Ken called from the Denver airport, then from O'Hare, so he should be home soon. He was hoping for an earlier flight, but that wasn't to be. Hey, good news--he's home safe!
One of my pals who has a private journal wrote something today about being unable to do the job she went to school for and trained for due to disability. Her comments really struck me, and reminded me of my feelings upon my retirement. While the circumstances are different--I chose to stop working, rather than being forced to--I think the basic question is the same: How do you define yourself?
For many years, when I met people and they'd ask me what I did, my answer was, "I'm a microbiologist." When I stopped working, I wondered how I would answer that. What DO I do? Frankly, this summer, not much. It's my equivalent of summer break, and this fall, I'll go "back to school," in some way, shape, or form. (Not literally.)
In the meantime, I've been pondering things. As I commented on my friend's journal, I've figured out that I was not defined by my career. I'll always love microbiology, and consider myself a microbiologist at heart, and that interest won't go away (as you'll see in future entries!). But I realized that I am who I am, and it doesn't matter if I'm sitting in the lab or sitting on our deck; talking on the phone to a doctor or chatting with my parents; troubleshooting Vitek2 or putting the belt back on the vacuum cleaner.

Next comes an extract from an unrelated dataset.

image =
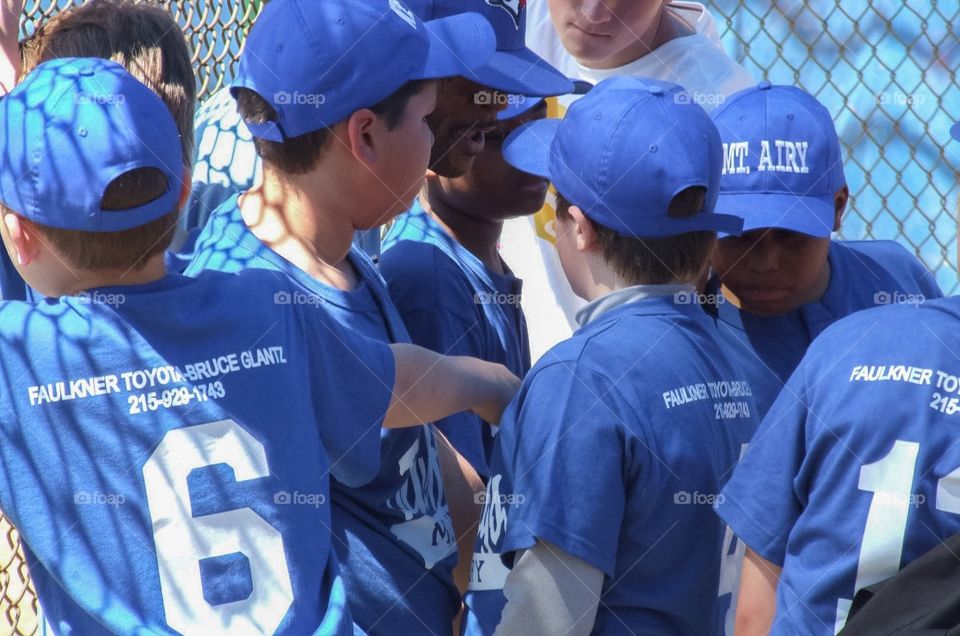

When I first started working in a lab in North Dakota, I got fairly involved in committees and office politics. When I lived in Indianapolis, shortly after I got divorced, I got even more involved, and I had a place on three committees for a while. It filled a void for the time being, but I remember my Dad telling me that "work isn't the only thing." I finally figured that out, and while I'm very grateful for the jobs I've had, the people I've worked with, and the supervisors and managers who were such wonderful mentors to me, at the end of the day, I came to the realization that I was not my job.
I hope my journal friend will find her balance. It's not easy, especially when your training is as specific as ours was. I still haven't quite figured how to answer the "What do you do?" question. The honest answer, at the moment, would be, "Why...nothing! Thank you for asking!" Ha ha! How I answer it in the future remains to be seen. Even after almost 46 years, it seems that I'm still a work in progress. And I'm okay with that.